Algae: A Superfood in Bloom?

Feb 10, 2021

Making a meal out of algae might not be the first thing you think of as a way to squeeze more nutrients onto your plate, but things might be changing.

In the world of superfoods, ‘algae’ isn’t brand new. Spirulina, a nutrient-dense, blue-green algae, shot onto the superfood stage back in the early ’90s when the World Health Organisation named it ‘the best food for future’ to tackle malnutrition. It’s been a regular in the supplement world ever since.

But there’s a new algae on Australia’s superfood radar – seaweed. “Seaweed has been a dietary staple in certain cultures and cuisines for decades,” says Dr Libby Swanepoel, a nutrition and dietetics researcher from the University of the Sunshine Coast (USC). “But here in Australia we’re only just starting to appreciate it as a nutritious ingredient, perhaps as a result of the increased interest in sustainable, plant-based diets.”

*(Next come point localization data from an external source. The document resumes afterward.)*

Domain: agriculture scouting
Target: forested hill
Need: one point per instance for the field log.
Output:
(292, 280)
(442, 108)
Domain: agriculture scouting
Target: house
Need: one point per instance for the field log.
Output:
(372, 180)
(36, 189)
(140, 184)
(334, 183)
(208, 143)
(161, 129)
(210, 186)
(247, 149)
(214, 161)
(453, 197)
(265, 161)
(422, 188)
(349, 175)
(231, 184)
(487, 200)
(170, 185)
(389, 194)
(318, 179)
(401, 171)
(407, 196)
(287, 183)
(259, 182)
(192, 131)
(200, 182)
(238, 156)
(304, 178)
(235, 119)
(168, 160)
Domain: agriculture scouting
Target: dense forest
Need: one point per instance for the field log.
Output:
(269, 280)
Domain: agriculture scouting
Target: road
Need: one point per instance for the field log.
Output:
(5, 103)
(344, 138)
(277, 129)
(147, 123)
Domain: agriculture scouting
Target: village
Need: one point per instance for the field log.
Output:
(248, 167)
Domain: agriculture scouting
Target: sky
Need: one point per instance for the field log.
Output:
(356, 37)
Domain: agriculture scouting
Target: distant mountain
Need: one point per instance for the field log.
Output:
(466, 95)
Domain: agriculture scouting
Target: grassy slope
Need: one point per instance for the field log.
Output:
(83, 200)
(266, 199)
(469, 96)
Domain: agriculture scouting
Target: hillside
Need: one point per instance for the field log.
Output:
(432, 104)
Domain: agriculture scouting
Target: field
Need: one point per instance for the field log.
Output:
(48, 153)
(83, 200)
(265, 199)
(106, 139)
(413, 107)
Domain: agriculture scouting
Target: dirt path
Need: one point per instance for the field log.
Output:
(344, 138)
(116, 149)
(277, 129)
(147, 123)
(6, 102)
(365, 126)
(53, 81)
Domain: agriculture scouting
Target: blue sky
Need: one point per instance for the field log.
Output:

There are three different types of seaweed – brown algae, like kelp and kombu; green algae, like sea lettuce; and red algae, like nori and dulse – and they all have slightly different nutrient profiles. “We’re only just scratching the surface when it comes to seaweed’s potential, but broadly speaking it contains many different healthy nutrients including antioxidants, essential amino acids, minerals and fibre.”

In fact, while some types of sea lettuce contain more iron than spinach, other seaweeds have more potassium than bananas. “Certain varieties of seaweed also contain potassium salt, which means they can deliver that salty flavour most people enjoy, without the high blood pressure risks associated with traditional table salt.”

So, should we expect to see plates of seaweed popping up on Australian menus anytime soon, or are there other plans in store for this marine-based superfood?

Swanepoel says the future could hold a bit of both. “I’d like to see it grown, cultivated and eaten as a fresh food here in Australia, particularly given we have the perfect climate, access to clean oceans and ideal sun conditions. That’s coming, although it will take some time and financial investment to make it happen on a large scale.”

But rather than being the ‘hero’ ingredient on a plate, Swanepoel says there’s also an exciting opportunity for food manufacturers to incorporate seaweed into products. While USC researchers have been experimenting with beer brewed with seaweed, other possibilities include everything from ‘seaweed added’ salts and condiments to baking ingredients.

“That’s already happening in places like Scandinavia where seaweed is added to standard baking and bread flours to provide the population with extra nutrients,” says Swanepoel. “And despite the lack of availability around fresh seaweed at the moment, there’s nothing to stop Australian food manufacturers from adding and experimenting with dried varieties right now.”